手动删除字符串中的重复空格

Question

我有个关于某个代码的问题。我在python中做了一个关于字符串的练习。我想出了正确的逻辑，但由于某种原因，for循环中的输出没有正确返回。相反，返回全局值。我不太熟悉Python，但是有什么方法可以解决这个问题吗？

def song_decoder(song):
    global Ret

    Ret = ""

    Ret = song.replace("WUB", " ")
    Ret = Ret.strip()
    Ret += "1"

    space = False
    for i in range(0, len(Ret)):
        if Ret[i] == "1":
            Ret = Ret[:i]
            break
        elif Ret[i] == " ":
            if space is False:
                space = True
            else:
                if i+1 == len(Ret):
                    Ret = Ret[:i]
                else:
                    Ret = Ret[:i] + Ret[(i+1):]
        else:
            space = False

    return Ret

测试代码：

def test_song_decoder(self):
    self.assertEquals(song_decoder("AWUBBWUBC"), "A B C","WUB should be replaced by 1 space")
    self.assertEquals(song_decoder("AWUBWUBWUBBWUBWUBWUBC"), "A B C","multiples WUB should be replaced by only 1 space")
    self.assertEquals(song_decoder("WUBAWUBBWUBCWUB"), "A B C","heading or trailing spaces should be removed")

第二个测试失败，然后返回'A B C'。

Answer 1

首先，您没有必要在这里使Ret成为全局的。所以最好去掉那条线。

第二，缺少一个测试，它将给您另一个提示：

>>> song_decoder("AWUBBWUBC")
'A B C'
>>> song_decoder("AWUBWUBBWUBWUBC")
'A B C'
>>> song_decoder("AWUBWUBWUBBWUBWUBWUBC")
'A  B  C'

如您所见，两个WUB被正确地替换为一个空格。当有三个时，问题就出现了。这应该会给您一个提示，即在进行替换之后，空间检测不能正常工作。这样做的原因其实相当简单：

# you iterate over the *initial* length of Ret
for i in range(0, len(Ret)):
    # ...
    elif Ret[i] == " ":
        if space is False:
            space = True
        else:
            # when you hit a space and you have seen a space directly
            # before then you check the next index…
            if i+1 == len(Ret):
                Ret = Ret[:i]
            else:
                # … and remove the next index from the string
                Ret = Ret[:i] + Ret[(i+1):]

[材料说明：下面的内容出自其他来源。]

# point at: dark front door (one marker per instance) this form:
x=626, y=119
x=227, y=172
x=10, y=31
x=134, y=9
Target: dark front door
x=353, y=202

    # now at the end of the loop, `i` is incremented to `i + 1`
    # although you have already removed the character at index `i`
    # making the next character you would have to check belong to
    # index `i` too

因此，结果是跳过第二个空格后直接出现的字符(移除该字符)。所以不可能这样检测到三个空格，因为你总是跳过第三个空格。

一般来说，在进行修改时迭代一些内容是一个非常糟糕的主意。在您的例子中，您正在迭代字符串的长度，但是字符串实际上一直在变短。所以你真的应该避免那样做。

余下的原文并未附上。